0

Suppose you have a string which you want to parse into a specific format. That means: replace all ' ', '.', '-', etc with '_'.

I know that I could do this:

>s = "Hello----.....    World"
>s = s.replace('-','_').replace('.', '_').replace(' ', '_')
>print s
>Hello_____________World

And get what I want. But, is there a cleaner way? A more pythonic way? I tried parsing a list in to the first argument of replace, but that didn't work very well.

Pavlos Panteliadis
  • 1,495
  • 1
  • 15
  • 25

4 Answers4

2

Use Regular Expressions.

Ex:

import re

s = "Hello----.....    World"
print(re.sub(r"[ .-]", "_", s))

Here is the Python tutorial.

Laurent LAPORTE
  • 21,958
  • 6
  • 58
  • 103
1

Use re

>>> import re
>>> print re.sub(' |\.|-', '_',"Hello----.....    World")
Hello_____________World

Bonus solution not using regex:

>>> keys = [' ', '.', '-']
>>> print ''.join('_' if c in keys else c for c in "Hello----.....    World")
Hello_____________World
ospahiu
  • 3,465
  • 2
  • 13
  • 24
1

You can do it using str.translate and string.maketrans which will be the most efficient approach not chaining calls etc..:

In [6]: from string import maketrans

In [7]: s = "Hello----.....    World"

In [8]: table = maketrans(' .-',"___")

In [9]: print(s.translate(table))
Hello_____________World

The timings:

In [12]: %%timeit
   ....: s = "Hello----.....    World"
   ....: table = maketrans(' .-',"___")
   ....: s.translate(table)
   ....: 

1000000 loops, best of 3: 1.14 µs per loop

In [13]: timeit  s.replace('-','_').replace('.', '_').replace(' ', '_')
100000 loops, best of 3: 2.2 µs per loop
In [14]: %%timeit                                                      
text = "Hello----.....    World"
for ch in [' ', '.', '-']:
    if ch in text:
        text = text.replace(ch,'_')
   ....: 
100000 loops, best of 3: 3.51 µs per loop

In [18]: %%timeit
....: s = "Hello----.....    World"
....: re.sub(r"[ .-]", "_", s)
....: 
100000 loops, best of 3: 11 µs per loop

Even pre-compiling the pattern leaves around 10µs so the regex is by far the least efficient approach.

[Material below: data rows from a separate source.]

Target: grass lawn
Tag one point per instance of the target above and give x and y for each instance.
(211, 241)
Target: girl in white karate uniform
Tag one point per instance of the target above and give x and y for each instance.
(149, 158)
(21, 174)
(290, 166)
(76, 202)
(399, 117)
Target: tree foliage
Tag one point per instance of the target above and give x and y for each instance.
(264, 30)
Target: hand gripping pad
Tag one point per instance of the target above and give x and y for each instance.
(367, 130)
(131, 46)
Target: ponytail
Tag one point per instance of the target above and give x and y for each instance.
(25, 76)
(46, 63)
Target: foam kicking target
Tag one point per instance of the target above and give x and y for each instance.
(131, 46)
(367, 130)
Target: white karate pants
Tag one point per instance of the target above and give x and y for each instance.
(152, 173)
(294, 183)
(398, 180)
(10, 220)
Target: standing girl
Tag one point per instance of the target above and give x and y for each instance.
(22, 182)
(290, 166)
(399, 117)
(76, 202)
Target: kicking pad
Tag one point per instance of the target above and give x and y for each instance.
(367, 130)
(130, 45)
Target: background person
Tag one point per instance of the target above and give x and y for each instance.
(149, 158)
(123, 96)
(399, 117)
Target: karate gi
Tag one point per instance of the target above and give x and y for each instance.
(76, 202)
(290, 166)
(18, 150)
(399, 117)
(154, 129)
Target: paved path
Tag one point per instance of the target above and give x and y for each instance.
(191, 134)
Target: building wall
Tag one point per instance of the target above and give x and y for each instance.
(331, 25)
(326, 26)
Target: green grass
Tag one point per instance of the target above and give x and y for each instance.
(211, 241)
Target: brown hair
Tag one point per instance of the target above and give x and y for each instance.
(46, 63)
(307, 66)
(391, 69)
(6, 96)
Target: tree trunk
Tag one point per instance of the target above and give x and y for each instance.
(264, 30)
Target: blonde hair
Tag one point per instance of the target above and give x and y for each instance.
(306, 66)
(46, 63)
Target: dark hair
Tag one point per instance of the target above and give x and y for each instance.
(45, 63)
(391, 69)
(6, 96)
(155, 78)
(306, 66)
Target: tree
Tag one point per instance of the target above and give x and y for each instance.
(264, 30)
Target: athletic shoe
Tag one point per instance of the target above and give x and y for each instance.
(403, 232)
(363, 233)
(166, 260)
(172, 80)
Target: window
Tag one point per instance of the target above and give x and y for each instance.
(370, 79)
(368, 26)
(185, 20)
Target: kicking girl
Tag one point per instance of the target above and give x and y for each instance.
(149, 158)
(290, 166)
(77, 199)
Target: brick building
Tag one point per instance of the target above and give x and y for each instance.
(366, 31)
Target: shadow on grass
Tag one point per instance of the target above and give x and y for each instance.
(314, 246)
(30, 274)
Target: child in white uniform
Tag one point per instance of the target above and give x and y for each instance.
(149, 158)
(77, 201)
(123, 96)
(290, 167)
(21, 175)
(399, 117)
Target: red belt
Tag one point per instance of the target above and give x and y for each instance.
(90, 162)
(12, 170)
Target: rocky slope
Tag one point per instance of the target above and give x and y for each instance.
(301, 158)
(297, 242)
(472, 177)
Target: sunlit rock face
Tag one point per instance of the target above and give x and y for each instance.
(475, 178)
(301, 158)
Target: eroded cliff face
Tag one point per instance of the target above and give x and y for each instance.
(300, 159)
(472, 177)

In [20]: patt=  re.compile(r"[ .-]")

In [21]: %%timeit            
s = "Hello----.....    World"
patt.sub( "_", s)
   ....: 
100000 loops, best of 3: 9.98 µs per loop

Pre creating the table gets us down to nanoseconds:

In [22]: %%timeit                                                      
s = "Hello----.....    World"
s.translate(table)
   ....: 

1000000 loops, best of 3: 590 ns per loop
Padraic Cunningham
  • 176,452
  • 29
  • 245
  • 321
0

This answer lays out a variety of different ways to accomplish this task, contrasting different functions and inputs by speed.

If you are replacing few characters, the fastest way is the way in your question, by chaining multiple replaces, with regular expressions being the slowest.

If you want to make this more 'pythonic', the best way to leverage both speed and readability, is to make a list of the characters you want to replace, and loop through them.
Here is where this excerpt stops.